An employer of a tipped employee can take advantage of the tip provision offered under the FLSA in certain circumstances. The provision says that an employer can pay as low as $2.13 an hour as long as:
- an employee “customarily and regularly” receives at least $30 in tips per month,
- the employee keeps all of the tips earned, and
- the hourly wage, combined with tips, adds up to an amount that is equivalent to the minimum wage.
It’s this last one that is the kicker. Though the magic wage of $2.13 hasn’t changed, the federal minimum wage has. You, as employer, either have to pay more, or be sure that your employee is earning more tips (or was already earning $3.72 an hour in tips, or more).
Hirsch also points to the fact that this calculation of whether an employee received the minimum wage must be made on a weekly basis. Even if an employee’s wage and tips exceed the minimum wage in one week, for example, it does not affect the question of whether he or she received the minimum wage the following week.
Carolyn Richmond is a partner in the New York City office of the national law firm Fox Rothschild. She represents and counsels clients in a variety of labor and employment matters, including wage and hour issues. She says that employers need to be cautious – sometimes the federal law is just a floor. “If state law provides greater benefits to an employee – state law prevails,” she says. “Other states have a smaller tip credit. It is really imperative for business owners to not only keep track of the changing minimum wage rates, but also whether a tip credit is permitted in their jurisdiction.”
Unfortunately, wage and hour lawsuits – and even class action wage suits – are becoming more common. “Many small- business owners are being targeted in record proportions, often the victims of drive-by class-action lawsuits,” Richmond says.
The problem is two-fold. First, the federal Department of Labor (DOL) and state DOL agencies are launching investigations that can result in significant fines and penalties. Second, plaintiffs’ lawyers are filing class and collective actions against employers in record numbers, Richmond says, alleging minimum wage and overtime violations. Additionally, because class-action lawsuits can devastate a small business, she says, “business owners need to get out in front of the issue before the DOL investigates, or they are served with a class action law suit. As they say, the best defense is a good offense.”
The most obvious defense would be to pay your workers a wage that is at or above the minimum requirement. (By the way, California and Nevada don’t even allow employers to use that federal tip provision.) Another defense would be to require all of your employees to accurately and consistently report their tips. This is a way for you to protect yourself against future wage disputes, as well as a way to look out for your employees – to make sure they are all earning what they deserve.
It’s also a way for you to avoid IRS penalties, once tax time rolls around. If an employee makes more than $20 a month in tips, the amount must be reported to the employer so that appropriate taxes can be withheld. Both the employee and the employer can be penalized for a failure to comply. Some IRS forms are available to business owners to help get their workplace on the right track to compliance. These forms allow employees to keep a daily log of all tip income and report it to their employers.

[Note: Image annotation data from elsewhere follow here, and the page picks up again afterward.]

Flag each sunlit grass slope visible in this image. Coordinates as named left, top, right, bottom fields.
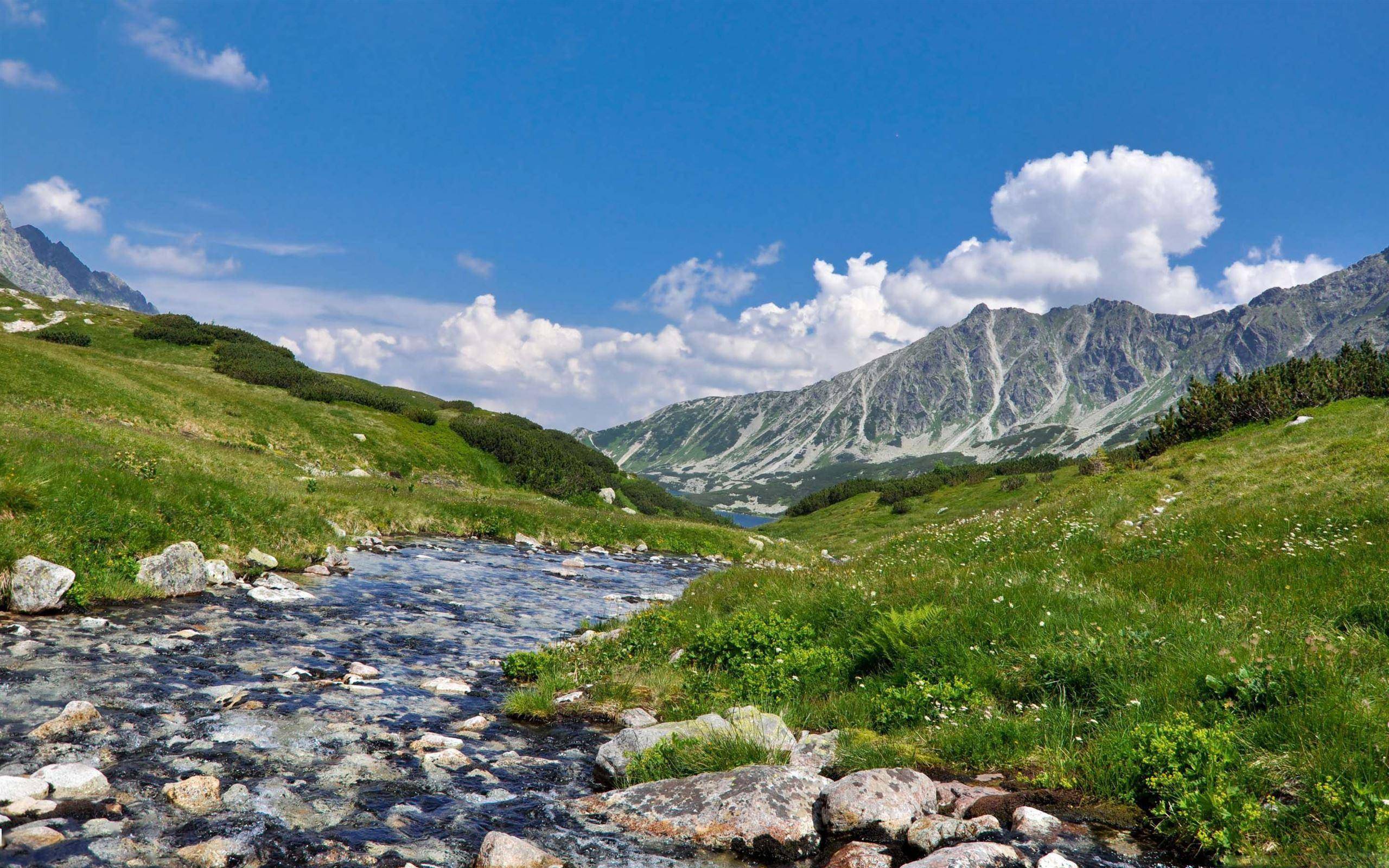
left=519, top=399, right=1389, bottom=865
left=0, top=295, right=749, bottom=603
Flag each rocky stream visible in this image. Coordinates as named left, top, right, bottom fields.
left=0, top=539, right=1183, bottom=868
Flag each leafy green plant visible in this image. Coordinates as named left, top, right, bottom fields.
left=622, top=733, right=791, bottom=786
left=872, top=676, right=989, bottom=732
left=33, top=322, right=92, bottom=347
left=858, top=603, right=942, bottom=669
left=1129, top=712, right=1260, bottom=860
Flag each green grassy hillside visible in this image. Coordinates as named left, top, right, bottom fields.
left=514, top=399, right=1389, bottom=865
left=0, top=293, right=749, bottom=603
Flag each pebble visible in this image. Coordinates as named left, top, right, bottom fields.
left=33, top=762, right=111, bottom=799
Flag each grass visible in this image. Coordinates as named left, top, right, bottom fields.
left=623, top=733, right=791, bottom=786
left=508, top=399, right=1389, bottom=866
left=0, top=289, right=750, bottom=605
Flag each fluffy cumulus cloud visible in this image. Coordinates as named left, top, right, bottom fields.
left=0, top=60, right=62, bottom=90
left=1220, top=236, right=1342, bottom=303
left=106, top=235, right=240, bottom=278
left=4, top=175, right=107, bottom=232
left=125, top=2, right=270, bottom=90
left=141, top=147, right=1336, bottom=427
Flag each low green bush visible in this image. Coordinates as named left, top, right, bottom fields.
left=872, top=676, right=989, bottom=732
left=1126, top=714, right=1260, bottom=860
left=33, top=322, right=92, bottom=347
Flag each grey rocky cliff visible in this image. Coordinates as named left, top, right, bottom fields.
left=576, top=251, right=1389, bottom=511
left=0, top=206, right=156, bottom=314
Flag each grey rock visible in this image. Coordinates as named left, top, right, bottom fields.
left=907, top=814, right=1000, bottom=853
left=617, top=709, right=660, bottom=729
left=29, top=699, right=101, bottom=742
left=33, top=762, right=111, bottom=799
left=246, top=546, right=279, bottom=570
left=819, top=768, right=936, bottom=841
left=0, top=206, right=156, bottom=314
left=0, top=775, right=49, bottom=804
left=570, top=761, right=829, bottom=861
left=901, top=841, right=1031, bottom=868
left=936, top=781, right=1007, bottom=816
left=203, top=558, right=238, bottom=586
left=10, top=554, right=78, bottom=615
left=136, top=541, right=207, bottom=597
left=593, top=714, right=732, bottom=783
left=474, top=832, right=564, bottom=868
left=823, top=840, right=892, bottom=868
left=574, top=253, right=1389, bottom=504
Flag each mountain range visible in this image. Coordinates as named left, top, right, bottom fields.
left=575, top=250, right=1389, bottom=514
left=0, top=204, right=156, bottom=314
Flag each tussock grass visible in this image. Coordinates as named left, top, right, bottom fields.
left=622, top=733, right=791, bottom=786
left=0, top=287, right=749, bottom=604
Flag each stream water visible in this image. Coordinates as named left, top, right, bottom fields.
left=0, top=539, right=1172, bottom=868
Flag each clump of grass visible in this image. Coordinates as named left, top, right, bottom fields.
left=623, top=733, right=791, bottom=786
left=501, top=685, right=560, bottom=724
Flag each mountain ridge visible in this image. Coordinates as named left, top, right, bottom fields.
left=0, top=204, right=157, bottom=314
left=575, top=251, right=1389, bottom=513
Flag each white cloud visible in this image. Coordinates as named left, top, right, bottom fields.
left=126, top=3, right=270, bottom=90
left=753, top=241, right=782, bottom=268
left=646, top=257, right=757, bottom=320
left=0, top=0, right=47, bottom=28
left=125, top=149, right=1335, bottom=427
left=300, top=327, right=399, bottom=374
left=4, top=175, right=107, bottom=232
left=106, top=235, right=240, bottom=278
left=221, top=236, right=345, bottom=257
left=456, top=251, right=497, bottom=279
left=0, top=60, right=62, bottom=90
left=437, top=295, right=586, bottom=389
left=1220, top=246, right=1343, bottom=303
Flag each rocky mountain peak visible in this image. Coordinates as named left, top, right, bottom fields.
left=583, top=251, right=1389, bottom=511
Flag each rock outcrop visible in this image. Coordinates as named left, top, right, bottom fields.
left=10, top=554, right=78, bottom=615
left=136, top=541, right=207, bottom=597
left=570, top=765, right=831, bottom=861
left=819, top=768, right=936, bottom=841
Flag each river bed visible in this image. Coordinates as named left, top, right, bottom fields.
left=0, top=539, right=1157, bottom=868
left=0, top=539, right=738, bottom=868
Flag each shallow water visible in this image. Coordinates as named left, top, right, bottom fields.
left=0, top=539, right=1177, bottom=868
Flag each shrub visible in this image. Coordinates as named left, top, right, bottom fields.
left=1138, top=340, right=1389, bottom=458
left=1201, top=662, right=1310, bottom=714
left=400, top=404, right=439, bottom=425
left=872, top=676, right=989, bottom=732
left=686, top=610, right=815, bottom=669
left=33, top=322, right=92, bottom=347
left=786, top=454, right=1062, bottom=518
left=1129, top=714, right=1258, bottom=858
left=449, top=412, right=617, bottom=499
left=621, top=733, right=791, bottom=786
left=1076, top=446, right=1110, bottom=476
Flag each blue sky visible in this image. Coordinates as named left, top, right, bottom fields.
left=0, top=0, right=1389, bottom=426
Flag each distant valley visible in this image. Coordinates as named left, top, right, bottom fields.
left=575, top=244, right=1389, bottom=514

“Small-business owners should absolutely put in place a comprehensive tip-reporting and tracking program for their employees,” Richmond urges. “[They] should make sure there is a written policy in place explaining the employer’s requirement that all tips be reported to the employer. The policy should be translated in multiple languages, depending on the workplace demographics as necessary.”

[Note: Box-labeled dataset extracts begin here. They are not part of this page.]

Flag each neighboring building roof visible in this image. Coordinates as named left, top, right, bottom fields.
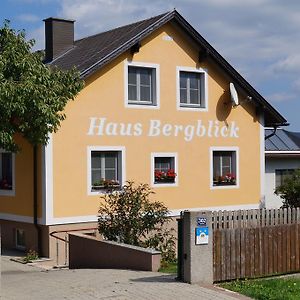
left=51, top=10, right=287, bottom=126
left=265, top=128, right=300, bottom=153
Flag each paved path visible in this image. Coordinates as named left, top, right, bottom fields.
left=1, top=256, right=245, bottom=300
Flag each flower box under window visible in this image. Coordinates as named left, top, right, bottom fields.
left=213, top=151, right=236, bottom=186
left=154, top=169, right=176, bottom=183
left=92, top=180, right=121, bottom=191
left=214, top=174, right=236, bottom=185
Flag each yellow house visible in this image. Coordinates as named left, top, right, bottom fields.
left=0, top=10, right=286, bottom=256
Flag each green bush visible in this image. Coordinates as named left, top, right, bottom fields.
left=98, top=181, right=176, bottom=262
left=275, top=169, right=300, bottom=207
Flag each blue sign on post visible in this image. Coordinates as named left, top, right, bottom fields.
left=197, top=217, right=207, bottom=226
left=195, top=227, right=208, bottom=245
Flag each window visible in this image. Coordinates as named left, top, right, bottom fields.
left=177, top=67, right=207, bottom=110
left=15, top=228, right=26, bottom=250
left=275, top=169, right=295, bottom=188
left=91, top=151, right=120, bottom=189
left=152, top=153, right=177, bottom=186
left=0, top=152, right=14, bottom=194
left=128, top=66, right=156, bottom=105
left=213, top=151, right=237, bottom=186
left=124, top=61, right=159, bottom=109
left=88, top=146, right=125, bottom=195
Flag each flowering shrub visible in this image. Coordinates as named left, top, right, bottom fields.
left=213, top=173, right=236, bottom=185
left=154, top=169, right=177, bottom=182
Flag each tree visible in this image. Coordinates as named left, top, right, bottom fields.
left=98, top=181, right=175, bottom=261
left=0, top=20, right=83, bottom=152
left=275, top=169, right=300, bottom=207
left=0, top=20, right=83, bottom=253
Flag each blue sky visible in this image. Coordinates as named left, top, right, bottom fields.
left=0, top=0, right=300, bottom=131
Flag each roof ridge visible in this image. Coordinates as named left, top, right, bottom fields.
left=74, top=11, right=171, bottom=43
left=81, top=10, right=176, bottom=76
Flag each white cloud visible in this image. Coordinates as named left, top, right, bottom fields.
left=16, top=14, right=41, bottom=23
left=28, top=0, right=300, bottom=127
left=266, top=92, right=296, bottom=102
left=272, top=53, right=300, bottom=73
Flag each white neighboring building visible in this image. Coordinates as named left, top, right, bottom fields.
left=265, top=128, right=300, bottom=208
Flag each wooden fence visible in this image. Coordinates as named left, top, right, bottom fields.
left=212, top=208, right=300, bottom=229
left=213, top=209, right=300, bottom=282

So when it comes to lawsuits, who is responsible for keeping track of the tips? “The FLSA is silent on it,” Hirsch says, though he points to a Department of Labor regulation that sheds some light on things. It states that employers can count tips as part of the employee’s wage on the basis of the employer’s information concerning the tipping practices and receipts in his establishment. But if an employee wants to prove he or she received fewer tips than the employer determined, the burden of proof is on the employee, according to the regulation.
Hirsch says he is unaware of any provision that prohibits employers from requiring employees to record their tips. “To the extent that an employer trusts that information,” he advises, “it would probably establish a pretty solid tip amount for the employer to use in calculating whether the employee is making the minimum wage.”
The FLSA does speak about instances where employers collect all tips and then distribute them, Hirsh explains, which would allow employers to have a more accurate sense of how much is being paid in tips. “I don’t know whether that’s realistic in [the car-care business], however,” he says. “With regard to avoiding lawsuits, trying to keep on top of how much employees are receiving in tips is the best practice.”
A few more things you should do to protect yourself are to conduct a regular payroll audit to confirm compliance with all federal and state wage and hour laws; to make sure that if hourly employees are working more than 40 hours a week, they are being paid at the proper rate; and to confirm that employees are accurately tracking their hours of work.
The good news is that many employers in the car-care industry pay the minimum wage – or higher. For many of you, it’s the only way to guarantee good labor.